About half an hour later, I asked Silvana if she would mind returning to the little madam’s boudoir and asking again whether she could spare some of her precious time to grant me a brief audience. She reappeared again a couple of minutes later, looking sheepish.

‘Sorry, it’s another no. Maybe later.’

That was it. I felt the familiar hot swell of fury rise in my chest, the same red mist that has blurred my better judgement on countless other occasions. I admit it. I have a very bad temper, but at times like this I just can’t help it. I’m someone who wears my heart on my sleeve and I can’t be contrived. Much as I would sometimes like to, I can’t have a stern word with myself and retreat into a corner until I’m more composed. After an outburst, I have often reflected that it would have been far better to retaliate with a measured, devastatingly damning riposte. But instead, I always go BANG, say what’s on my mind and then think, Oh shit, did I
really
just do that?

So I was off, heading out of the door like an Exocet missile propelled by sheer fury.

As well as Silvana, my publicist Gary Farrow was in my dressing room at the time, and so was the woman in charge of press for Simon Cowell’s TV company Syco.

‘You lot are coming with me because I am going in that fucking dressing room
now
.’ I just wanted to deal with it.

I went charging down the hallway and hammered on the door. When her shocked assistant answered, I threw myself into the room. Dannii was sitting in front of the mirror, being made up. She had rollers in her hair, but still looked annoyingly gorgeous.

‘I want a word with you. What the
fuck
is going on?’ I demanded.

‘What are you talking about? I don’t understand.’ Her mouth had fallen open in shock.

‘I have absolutely no problem with you, so what’s all this negative press?’

‘I honestly don’t know what you are talking about. This is ridiculous.’ She looked uncomfortable. ‘I’ve got to get ready and I’m nervous, this is my first live show…’

And that was it. She turned back to the mirror and made it very clear that the conversation, if that’s what you could call it, was over.

Nervous! Oh
please
, she’d been prancing up and down on stages since she was a fucking foetus, so the notion that a few TV cameras were suddenly going to faze her was utterly laughable. Gary could sense that I still had plenty of fuel left in my tank for carrying it on, so got hold of my arm and started to guide me towards the exit.

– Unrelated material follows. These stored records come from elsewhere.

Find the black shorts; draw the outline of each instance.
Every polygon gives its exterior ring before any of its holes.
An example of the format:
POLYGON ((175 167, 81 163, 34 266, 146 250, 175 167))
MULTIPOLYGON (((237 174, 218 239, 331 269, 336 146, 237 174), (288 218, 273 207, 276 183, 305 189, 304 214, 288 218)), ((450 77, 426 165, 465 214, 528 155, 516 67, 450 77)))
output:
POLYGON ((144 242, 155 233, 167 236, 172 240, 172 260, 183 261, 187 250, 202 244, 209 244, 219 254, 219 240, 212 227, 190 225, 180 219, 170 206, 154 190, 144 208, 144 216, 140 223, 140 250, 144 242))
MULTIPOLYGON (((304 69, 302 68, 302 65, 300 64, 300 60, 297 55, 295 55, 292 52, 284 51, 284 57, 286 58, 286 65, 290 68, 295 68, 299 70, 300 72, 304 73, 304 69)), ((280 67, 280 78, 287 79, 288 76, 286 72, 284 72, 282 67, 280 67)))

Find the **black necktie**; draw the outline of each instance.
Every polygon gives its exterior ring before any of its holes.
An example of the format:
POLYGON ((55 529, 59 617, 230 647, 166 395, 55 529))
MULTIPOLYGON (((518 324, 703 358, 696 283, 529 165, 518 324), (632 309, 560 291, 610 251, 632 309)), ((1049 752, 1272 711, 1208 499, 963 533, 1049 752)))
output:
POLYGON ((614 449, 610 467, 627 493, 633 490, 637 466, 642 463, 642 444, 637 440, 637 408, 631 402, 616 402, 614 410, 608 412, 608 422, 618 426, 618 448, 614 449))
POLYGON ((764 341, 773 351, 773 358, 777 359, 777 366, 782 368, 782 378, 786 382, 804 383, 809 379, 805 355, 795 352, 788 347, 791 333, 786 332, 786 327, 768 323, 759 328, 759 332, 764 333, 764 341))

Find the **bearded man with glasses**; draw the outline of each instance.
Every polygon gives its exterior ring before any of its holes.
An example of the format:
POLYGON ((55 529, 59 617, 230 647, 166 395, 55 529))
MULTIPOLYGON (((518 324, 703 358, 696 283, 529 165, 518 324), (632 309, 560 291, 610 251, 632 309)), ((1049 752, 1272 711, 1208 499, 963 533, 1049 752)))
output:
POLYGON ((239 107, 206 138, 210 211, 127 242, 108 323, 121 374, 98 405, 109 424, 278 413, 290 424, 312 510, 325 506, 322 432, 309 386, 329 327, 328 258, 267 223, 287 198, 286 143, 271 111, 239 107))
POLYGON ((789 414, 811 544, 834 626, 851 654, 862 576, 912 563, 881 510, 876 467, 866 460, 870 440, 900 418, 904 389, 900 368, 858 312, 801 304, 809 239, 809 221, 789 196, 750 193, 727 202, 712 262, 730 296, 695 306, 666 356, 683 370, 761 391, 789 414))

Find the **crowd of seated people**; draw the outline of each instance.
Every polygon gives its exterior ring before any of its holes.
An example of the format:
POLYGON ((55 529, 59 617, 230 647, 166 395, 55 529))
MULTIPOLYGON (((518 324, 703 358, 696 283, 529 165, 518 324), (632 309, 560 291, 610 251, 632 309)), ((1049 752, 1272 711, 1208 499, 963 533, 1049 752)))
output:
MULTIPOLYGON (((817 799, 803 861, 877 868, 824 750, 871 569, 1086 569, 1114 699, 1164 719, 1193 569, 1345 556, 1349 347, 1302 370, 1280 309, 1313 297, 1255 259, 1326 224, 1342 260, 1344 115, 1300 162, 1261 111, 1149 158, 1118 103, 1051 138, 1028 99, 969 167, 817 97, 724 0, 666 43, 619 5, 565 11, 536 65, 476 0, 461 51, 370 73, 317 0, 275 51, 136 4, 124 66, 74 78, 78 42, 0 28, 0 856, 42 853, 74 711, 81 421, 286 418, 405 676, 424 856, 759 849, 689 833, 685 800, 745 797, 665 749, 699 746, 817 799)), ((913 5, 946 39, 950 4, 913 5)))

‘Just stop it,’ I shot back over my shoulder at Dannii before flouncing out with as much dignity as I could muster.

It was her birthday that day and what made it even more annoying was that I had bought her a gorgeous Chanel handbag, which I’d left in her room earlier with a little card. It had cost me eighteen hundred quid; a lot of money whichever way you look at it. Oh well, I thought, she’ll probably give back the handbag after my little outburst, so at least something good will come of it. I rather fancied it for myself anyway. But no. Just as Zsa Zsa Gabor once said that she never hated a man enough to give back his diamonds, Dannii Minogue clearly didn’t hate me enough to give back a designer handbag.

A little later, we were all standing behind the giant screen that the judges walk through at the start of each live show. Simon was on camera right, with Dannii next to him, then me, then Louis. Me and Louis were in a heightened state of anticipation, sharing jokes. By then, I had virtually forgotten the little contretemps. I had made my position clear – albeit loudly and colourfully – and, as far as I was concerned, we could move on.

But to my left?
Nada
. It was like the Berlin Wall had been rebuilt in the six-inch space between us. She wouldn’t even look at me. You could have cut the atmosphere with a knife. She started whispering something in Simon’s ear, like a bloody kid in the playground, and Louis rolled his eyes at me. We felt like we had herpes.

Then suddenly
The X Factor
theme tune came powering out of the speakers, once again sending goosebumps up my arms and back. I could feel the adrenalin pumping around my body, prompting a delicious exhilaration that, just for a few seconds, always made me feel invincible. And, invariably, prompted me to do something mischievous.